The Status Quo of Bio-based Plastics
Current data clearly show the challenges: According to PlasticsEurope's Circular Economy Report, only 1% of produced plastics came from bio-based materials in 2024. This illustrates that bio-based alternatives are still far from playing a significant role in the circular economy.
At the same time, research institutions like the Fraunhofer Excellence Cluster Circular Plastics Economy are working intensively to develop bio-based plastics that are both biodegradable in the environment and have better recycling properties. But here too it becomes clear: The development of sustainable alternatives is complex and requires a holistic view.
Critical Assessment Without Blanket Rejection
This critical analysis should not mean that bio-based products are to be rejected fundamentally. Rather, it is about creating realistic expectations and asking the right questions. Bio-based materials can certainly be part of the solution, but only if:
- Complete LCA data are available that cover all life cycle phases
- Transparency exists about production processes and chemicals used
- Systematic risk assessments for degradation products are conducted
- Realistic evaluations of Circular Economy properties take place
Necessary Steps for a Data-based Future
To successfully establish bio-based products as sustainable alternatives, we need:
- Standardized assessment methods: Uniform LCA standards specifically tailored to bio-based materials that capture all relevant environmental impacts.
- Long-term studies: Systematic investigations of the degradation behavior of bio-based materials under various environmental conditions over longer periods, including analysis of microplastic inputs and micropollutants.
- Transparent databases: Open databases that make it possible to compare different materials based on complete life cycle data, including data on microplastic release and pollutant potential.
- Integrated risk assessment: Development of evaluation frameworks that systematically capture not only biodegradability but also the impacts of degradation products and emerging micropollutants.
- Microplastic monitoring: Establishment of monitoring systems that continuously capture and evaluate microplastic inputs from bio-based materials.
In Summary: More Critical Differentiation Instead of Blanket Judgments
The future lies neither in unreflective euphoria for bio-based products nor in their blanket rejection.
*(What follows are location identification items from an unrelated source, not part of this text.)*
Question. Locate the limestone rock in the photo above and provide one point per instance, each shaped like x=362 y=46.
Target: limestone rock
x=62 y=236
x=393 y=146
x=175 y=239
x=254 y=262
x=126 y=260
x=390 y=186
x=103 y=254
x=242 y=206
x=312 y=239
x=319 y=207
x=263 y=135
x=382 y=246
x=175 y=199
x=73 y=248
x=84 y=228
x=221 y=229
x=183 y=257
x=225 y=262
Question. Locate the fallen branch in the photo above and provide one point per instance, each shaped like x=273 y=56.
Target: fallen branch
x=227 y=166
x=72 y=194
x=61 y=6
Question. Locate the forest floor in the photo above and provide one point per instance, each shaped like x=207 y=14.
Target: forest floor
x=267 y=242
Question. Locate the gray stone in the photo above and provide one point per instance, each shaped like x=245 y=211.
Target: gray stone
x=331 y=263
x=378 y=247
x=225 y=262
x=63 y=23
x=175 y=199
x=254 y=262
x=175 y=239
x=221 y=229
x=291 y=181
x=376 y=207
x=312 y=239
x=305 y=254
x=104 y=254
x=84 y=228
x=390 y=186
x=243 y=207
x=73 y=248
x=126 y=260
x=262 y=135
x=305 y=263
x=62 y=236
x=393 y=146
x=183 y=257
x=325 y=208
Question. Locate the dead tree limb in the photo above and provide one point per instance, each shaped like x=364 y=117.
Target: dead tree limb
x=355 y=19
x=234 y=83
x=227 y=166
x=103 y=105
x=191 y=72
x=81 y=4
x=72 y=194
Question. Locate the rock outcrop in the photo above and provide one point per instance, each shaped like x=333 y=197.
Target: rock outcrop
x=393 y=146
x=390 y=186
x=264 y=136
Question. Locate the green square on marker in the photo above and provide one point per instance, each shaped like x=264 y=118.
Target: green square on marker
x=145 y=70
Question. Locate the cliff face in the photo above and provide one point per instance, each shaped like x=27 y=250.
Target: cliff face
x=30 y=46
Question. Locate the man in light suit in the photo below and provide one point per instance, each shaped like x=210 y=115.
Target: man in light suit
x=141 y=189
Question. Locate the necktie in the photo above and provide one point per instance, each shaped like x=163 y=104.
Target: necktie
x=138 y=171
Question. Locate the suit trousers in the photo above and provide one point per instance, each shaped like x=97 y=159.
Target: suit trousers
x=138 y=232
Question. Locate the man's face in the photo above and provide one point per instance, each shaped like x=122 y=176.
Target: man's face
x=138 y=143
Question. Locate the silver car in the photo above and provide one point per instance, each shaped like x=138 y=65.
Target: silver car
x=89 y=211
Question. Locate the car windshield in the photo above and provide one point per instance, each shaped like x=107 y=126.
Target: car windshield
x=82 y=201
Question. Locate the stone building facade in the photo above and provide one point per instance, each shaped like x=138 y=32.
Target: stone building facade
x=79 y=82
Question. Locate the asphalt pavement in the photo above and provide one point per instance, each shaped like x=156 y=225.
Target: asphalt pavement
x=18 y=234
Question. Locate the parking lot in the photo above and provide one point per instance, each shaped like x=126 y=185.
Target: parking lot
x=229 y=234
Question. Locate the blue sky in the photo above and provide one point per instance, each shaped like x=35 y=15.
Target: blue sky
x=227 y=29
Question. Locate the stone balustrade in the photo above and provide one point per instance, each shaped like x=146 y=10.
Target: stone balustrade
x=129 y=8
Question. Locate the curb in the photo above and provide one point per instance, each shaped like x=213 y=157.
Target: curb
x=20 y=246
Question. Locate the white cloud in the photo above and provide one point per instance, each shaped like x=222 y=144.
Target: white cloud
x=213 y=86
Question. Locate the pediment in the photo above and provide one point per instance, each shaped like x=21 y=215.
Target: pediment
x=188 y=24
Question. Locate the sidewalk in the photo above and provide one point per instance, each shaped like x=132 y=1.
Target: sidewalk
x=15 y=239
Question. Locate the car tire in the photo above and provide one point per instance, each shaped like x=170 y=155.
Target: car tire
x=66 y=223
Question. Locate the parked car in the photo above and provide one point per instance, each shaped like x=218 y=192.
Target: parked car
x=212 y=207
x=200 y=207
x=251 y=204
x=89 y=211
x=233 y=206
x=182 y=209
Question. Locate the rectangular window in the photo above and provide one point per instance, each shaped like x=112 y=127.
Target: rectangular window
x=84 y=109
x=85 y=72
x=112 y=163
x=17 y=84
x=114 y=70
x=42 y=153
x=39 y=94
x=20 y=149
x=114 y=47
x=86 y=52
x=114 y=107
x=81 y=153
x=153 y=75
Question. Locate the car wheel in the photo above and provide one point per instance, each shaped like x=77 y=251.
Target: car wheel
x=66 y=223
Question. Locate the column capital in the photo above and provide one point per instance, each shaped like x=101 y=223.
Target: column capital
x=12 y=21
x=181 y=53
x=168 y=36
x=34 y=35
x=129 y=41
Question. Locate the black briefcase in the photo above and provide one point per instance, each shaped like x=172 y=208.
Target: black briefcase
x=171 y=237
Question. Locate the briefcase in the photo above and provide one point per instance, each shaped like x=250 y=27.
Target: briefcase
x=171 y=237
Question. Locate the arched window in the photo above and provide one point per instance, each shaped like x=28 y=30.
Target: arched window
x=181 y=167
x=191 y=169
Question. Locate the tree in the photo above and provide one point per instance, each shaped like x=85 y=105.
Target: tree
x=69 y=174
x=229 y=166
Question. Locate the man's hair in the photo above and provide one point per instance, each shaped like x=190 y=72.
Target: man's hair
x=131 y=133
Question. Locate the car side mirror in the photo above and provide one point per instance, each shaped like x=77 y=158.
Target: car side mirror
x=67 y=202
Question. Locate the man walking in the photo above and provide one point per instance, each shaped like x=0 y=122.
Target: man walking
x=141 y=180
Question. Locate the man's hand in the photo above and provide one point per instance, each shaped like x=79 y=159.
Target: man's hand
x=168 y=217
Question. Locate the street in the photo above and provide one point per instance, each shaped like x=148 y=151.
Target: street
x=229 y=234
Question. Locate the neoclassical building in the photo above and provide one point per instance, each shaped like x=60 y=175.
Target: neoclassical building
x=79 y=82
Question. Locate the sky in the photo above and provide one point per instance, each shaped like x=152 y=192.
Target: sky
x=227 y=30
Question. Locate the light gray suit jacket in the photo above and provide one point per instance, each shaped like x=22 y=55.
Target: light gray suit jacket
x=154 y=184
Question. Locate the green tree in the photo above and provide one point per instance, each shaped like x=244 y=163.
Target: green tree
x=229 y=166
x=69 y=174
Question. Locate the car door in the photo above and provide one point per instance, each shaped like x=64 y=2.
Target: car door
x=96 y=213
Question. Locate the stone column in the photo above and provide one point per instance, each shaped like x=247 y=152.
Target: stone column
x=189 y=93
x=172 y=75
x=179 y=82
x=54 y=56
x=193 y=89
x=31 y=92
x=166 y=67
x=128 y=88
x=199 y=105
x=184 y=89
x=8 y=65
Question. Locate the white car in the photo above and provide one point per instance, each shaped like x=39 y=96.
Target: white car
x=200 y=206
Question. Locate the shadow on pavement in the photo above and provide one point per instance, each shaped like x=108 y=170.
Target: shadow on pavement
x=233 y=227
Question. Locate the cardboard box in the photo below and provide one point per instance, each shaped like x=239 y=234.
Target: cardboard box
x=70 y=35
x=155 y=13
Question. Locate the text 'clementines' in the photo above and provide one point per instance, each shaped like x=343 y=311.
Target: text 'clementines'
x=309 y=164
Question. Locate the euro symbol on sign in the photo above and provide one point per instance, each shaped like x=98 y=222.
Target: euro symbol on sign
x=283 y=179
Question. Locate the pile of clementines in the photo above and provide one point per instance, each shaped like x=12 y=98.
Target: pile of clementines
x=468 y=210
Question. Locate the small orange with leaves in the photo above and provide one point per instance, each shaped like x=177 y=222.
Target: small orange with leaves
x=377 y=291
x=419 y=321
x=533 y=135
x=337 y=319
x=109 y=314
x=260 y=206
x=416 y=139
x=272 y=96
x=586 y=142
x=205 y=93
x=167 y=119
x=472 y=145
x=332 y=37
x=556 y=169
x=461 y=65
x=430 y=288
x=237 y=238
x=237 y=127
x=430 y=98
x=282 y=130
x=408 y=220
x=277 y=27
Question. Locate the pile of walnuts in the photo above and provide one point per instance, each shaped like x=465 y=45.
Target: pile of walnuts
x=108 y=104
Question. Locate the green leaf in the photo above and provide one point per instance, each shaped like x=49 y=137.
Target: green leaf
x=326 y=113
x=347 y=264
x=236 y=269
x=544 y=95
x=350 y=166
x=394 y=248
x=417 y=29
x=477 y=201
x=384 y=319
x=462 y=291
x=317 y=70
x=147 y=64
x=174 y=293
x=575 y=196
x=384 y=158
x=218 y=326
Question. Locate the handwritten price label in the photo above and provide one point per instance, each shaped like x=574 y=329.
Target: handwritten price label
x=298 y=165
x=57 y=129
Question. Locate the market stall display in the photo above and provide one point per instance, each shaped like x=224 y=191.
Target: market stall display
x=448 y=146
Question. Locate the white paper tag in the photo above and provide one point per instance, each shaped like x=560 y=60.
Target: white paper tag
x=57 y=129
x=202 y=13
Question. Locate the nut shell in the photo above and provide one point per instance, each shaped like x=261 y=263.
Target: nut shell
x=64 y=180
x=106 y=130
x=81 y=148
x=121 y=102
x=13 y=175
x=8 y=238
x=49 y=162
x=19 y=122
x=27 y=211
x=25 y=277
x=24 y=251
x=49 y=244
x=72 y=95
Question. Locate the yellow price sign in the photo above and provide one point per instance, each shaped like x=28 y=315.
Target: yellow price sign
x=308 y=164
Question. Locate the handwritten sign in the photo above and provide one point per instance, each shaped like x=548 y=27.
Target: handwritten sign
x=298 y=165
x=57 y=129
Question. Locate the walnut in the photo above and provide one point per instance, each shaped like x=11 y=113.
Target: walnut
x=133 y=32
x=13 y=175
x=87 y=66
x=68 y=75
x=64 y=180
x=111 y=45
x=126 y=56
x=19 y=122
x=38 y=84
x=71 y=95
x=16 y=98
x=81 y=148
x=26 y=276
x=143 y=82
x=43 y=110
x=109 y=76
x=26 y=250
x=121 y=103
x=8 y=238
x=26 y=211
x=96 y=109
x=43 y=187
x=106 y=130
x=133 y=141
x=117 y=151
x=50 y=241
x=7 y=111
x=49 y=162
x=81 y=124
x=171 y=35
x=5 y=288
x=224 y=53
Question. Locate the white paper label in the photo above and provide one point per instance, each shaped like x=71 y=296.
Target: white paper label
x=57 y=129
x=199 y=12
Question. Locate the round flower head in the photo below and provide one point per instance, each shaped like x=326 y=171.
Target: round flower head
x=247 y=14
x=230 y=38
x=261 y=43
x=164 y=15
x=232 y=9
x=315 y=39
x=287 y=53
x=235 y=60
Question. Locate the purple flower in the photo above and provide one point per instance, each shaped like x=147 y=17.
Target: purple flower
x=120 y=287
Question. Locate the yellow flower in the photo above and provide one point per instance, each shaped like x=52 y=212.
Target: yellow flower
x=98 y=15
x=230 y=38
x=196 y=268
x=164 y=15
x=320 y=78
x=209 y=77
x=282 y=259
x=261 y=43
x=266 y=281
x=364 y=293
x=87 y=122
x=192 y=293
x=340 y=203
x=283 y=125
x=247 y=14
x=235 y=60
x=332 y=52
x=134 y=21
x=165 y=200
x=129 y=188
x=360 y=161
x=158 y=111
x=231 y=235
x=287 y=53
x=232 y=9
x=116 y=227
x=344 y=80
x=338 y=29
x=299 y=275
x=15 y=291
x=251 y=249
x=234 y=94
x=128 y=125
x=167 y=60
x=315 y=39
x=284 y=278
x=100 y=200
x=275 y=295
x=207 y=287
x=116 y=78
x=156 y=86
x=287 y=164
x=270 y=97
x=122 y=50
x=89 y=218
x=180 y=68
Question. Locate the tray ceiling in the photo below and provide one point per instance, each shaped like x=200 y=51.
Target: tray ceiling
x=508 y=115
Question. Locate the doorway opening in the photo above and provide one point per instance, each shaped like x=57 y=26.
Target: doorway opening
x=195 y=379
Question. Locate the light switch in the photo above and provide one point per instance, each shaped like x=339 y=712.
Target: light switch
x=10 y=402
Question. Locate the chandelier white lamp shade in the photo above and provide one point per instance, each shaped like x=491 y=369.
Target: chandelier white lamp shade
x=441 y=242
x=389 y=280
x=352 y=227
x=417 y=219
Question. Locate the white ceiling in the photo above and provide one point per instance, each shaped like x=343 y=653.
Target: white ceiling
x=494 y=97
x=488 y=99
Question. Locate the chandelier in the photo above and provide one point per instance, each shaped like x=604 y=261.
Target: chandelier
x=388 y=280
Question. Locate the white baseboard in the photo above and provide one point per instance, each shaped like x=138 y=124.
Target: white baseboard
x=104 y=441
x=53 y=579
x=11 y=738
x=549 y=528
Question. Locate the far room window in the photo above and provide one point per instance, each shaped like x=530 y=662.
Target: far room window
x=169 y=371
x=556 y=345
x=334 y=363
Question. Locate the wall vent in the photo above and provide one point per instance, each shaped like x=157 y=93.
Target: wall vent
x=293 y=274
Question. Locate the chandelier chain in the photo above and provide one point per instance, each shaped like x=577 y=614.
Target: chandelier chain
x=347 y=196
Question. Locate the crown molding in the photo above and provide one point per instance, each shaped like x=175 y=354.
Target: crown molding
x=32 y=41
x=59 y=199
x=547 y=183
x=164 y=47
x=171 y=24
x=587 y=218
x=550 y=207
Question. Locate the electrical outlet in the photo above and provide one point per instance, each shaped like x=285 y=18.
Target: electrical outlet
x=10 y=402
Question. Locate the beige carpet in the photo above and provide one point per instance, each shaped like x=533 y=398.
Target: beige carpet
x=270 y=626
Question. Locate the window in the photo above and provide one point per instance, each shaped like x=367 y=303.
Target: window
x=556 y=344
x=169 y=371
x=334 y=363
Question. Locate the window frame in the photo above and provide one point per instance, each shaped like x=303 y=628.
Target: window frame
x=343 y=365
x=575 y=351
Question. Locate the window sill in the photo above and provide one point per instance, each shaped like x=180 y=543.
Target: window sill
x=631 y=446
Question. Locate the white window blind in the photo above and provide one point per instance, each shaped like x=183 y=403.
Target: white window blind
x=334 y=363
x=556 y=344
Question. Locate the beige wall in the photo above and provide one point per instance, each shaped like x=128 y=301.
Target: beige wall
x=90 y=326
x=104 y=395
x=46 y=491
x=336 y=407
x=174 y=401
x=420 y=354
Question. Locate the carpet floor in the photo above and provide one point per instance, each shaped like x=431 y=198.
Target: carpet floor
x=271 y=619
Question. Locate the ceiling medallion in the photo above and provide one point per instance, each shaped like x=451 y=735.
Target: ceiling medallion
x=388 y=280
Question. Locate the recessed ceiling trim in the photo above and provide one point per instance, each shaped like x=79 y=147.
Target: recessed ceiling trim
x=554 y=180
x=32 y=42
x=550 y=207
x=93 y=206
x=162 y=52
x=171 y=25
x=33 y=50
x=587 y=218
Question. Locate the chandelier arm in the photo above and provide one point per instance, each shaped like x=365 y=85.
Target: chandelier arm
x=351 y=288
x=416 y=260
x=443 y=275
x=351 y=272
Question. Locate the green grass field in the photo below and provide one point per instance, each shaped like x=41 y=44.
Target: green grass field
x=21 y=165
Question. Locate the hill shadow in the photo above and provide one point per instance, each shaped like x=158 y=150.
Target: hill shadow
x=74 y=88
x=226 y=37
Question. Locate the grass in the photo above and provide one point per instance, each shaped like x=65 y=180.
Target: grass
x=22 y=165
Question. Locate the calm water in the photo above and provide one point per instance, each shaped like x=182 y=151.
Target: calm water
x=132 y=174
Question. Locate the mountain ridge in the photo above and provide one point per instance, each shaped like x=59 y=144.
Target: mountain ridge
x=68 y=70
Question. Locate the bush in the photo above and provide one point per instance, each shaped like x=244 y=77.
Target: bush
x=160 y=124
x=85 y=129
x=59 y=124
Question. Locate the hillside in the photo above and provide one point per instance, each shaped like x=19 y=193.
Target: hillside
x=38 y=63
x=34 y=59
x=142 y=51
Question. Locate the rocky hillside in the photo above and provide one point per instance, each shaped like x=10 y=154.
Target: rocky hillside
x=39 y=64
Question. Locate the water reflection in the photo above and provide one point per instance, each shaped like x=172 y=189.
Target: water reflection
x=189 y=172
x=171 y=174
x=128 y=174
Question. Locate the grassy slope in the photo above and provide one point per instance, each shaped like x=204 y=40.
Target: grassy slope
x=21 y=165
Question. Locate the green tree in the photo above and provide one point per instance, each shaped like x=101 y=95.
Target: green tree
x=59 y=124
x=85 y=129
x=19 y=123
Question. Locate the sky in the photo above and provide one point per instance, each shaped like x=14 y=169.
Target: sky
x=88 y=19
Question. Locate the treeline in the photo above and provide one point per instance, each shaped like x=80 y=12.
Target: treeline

Instead, we need a critical, data-based approach that honestly evaluates both the opportunities and risks of new materials - including often-overlooked aspects like microplastic inputs and micropollutants from degradation products.
Bio-based products can make an important contribution to a more sustainable future - but only if we develop and evaluate them with the same scientific care that we should also apply to conventional materials. This means: more research, more transparency, and fewer marketing-driven promises.
The challenge lies in developing innovative materials that are not only sustainable on paper, but whose sustainability is measurable and verifiable across the entire life cycle. We must not make the mistake of creating new environmental problems while trying to solve old ones. Only in this way can we ensure that the next generation of materials contributes to solving our environmental problems, instead of shifting or multiplying them.